Elle souriait tellement qu'elle devait en avoir mal aux joues, mais c'était communicatif car son armoire à glace de copain en faisait autant. De mon côté, j'étais aussi paumé que d'habitude, oscillant entre tristesse, haine et passion dévastatrice.
— Bien et toi... vous ? me repris-je, évitant le regard du métis.
Je me détestais d'en être réduit à bredouiller face à elle, de paraître si pitoyable et brisé. Détruit, par elle. Mais plus que ça, je la haïs, de toute la force de ma passion, pour ce regard compatissant qu'elle m'adressa. Comme si j'étais celui qui avait besoin de pitié, comme si j'étais celui qui était vide de l'intérieur et insensible. Surtout, insensible.
— Au top, elle adressa un sourire complice au gars avant de continuer, je ne me suis jamais sentie aussi bien !
Appuyant ses paroles, elle posa une main délicate sur son ventre presque plat dans un geste protecteur. Un aiguillon de souffrance pure me traversa, je vacillai. L'espace d'un instant, ma vue se troubla, de petits points brillants envahirent mon champ de vision. Le coup aurait pu me terrasser si je n'avais pas été face à elle, trop fier pour m'effondrer. Je tentai un sourire tremblant, les saluai et m'enfuis comme un lâche. La puissance de ma douleur était comparable à celle que j'avais ressentie, ce jour-là. Aussi puissante, profonde et ravageuse que des vagues en pleine tempête, détruisant tout sur leur passage.
Des larmes silencieuses roulaient sur mes joues, larmes que je n'avais pas laissé couler, à l'époque. Autrefois, j'avais encore quelqu'un pour qui tenir bon, qui avait besoin d'un appui, d'un roc. Ce rôle, je l'avais vaillamment endossé, même s'il m'avait coûté ma raison. Le prix de ces larmes trop longtemps retenues, de cette force inhumaine dont j'avais fait preuve, je l'avais ensuite payé au centuple. Tout ce que j'avais enduré en silence... pour rien. De mon être, il ne restait plus que des cendres.
Elle avait piétiné cette main que je lui tendais sans aucune pitié, aucun remord.

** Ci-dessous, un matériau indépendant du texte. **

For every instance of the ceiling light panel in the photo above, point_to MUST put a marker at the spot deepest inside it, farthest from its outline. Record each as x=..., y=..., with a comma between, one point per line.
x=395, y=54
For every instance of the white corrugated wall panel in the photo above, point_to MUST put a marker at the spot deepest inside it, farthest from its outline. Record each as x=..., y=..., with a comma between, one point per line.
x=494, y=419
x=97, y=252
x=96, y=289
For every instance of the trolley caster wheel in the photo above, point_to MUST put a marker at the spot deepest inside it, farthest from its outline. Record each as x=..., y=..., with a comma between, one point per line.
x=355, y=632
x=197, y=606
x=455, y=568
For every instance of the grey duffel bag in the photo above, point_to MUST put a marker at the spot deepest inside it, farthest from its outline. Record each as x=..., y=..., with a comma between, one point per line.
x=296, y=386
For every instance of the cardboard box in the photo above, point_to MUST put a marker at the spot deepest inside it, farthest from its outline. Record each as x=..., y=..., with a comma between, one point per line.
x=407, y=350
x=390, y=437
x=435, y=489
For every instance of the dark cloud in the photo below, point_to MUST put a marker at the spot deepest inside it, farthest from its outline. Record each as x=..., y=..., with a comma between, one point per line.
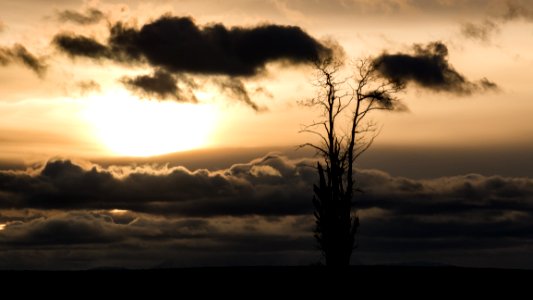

Elle m'avait toisé, m'avait adressé son rictus vainqueur, et c'était tout. Alors, je m'étais retiré tel un animal blessé pour panser mes plaies. Seule la douleur avait tenu bon au milieu du chaos qu'était devenu ma vie. En quelques jours, tout avait basculé : une perte, une trahison, un manque incapable d'être comblé.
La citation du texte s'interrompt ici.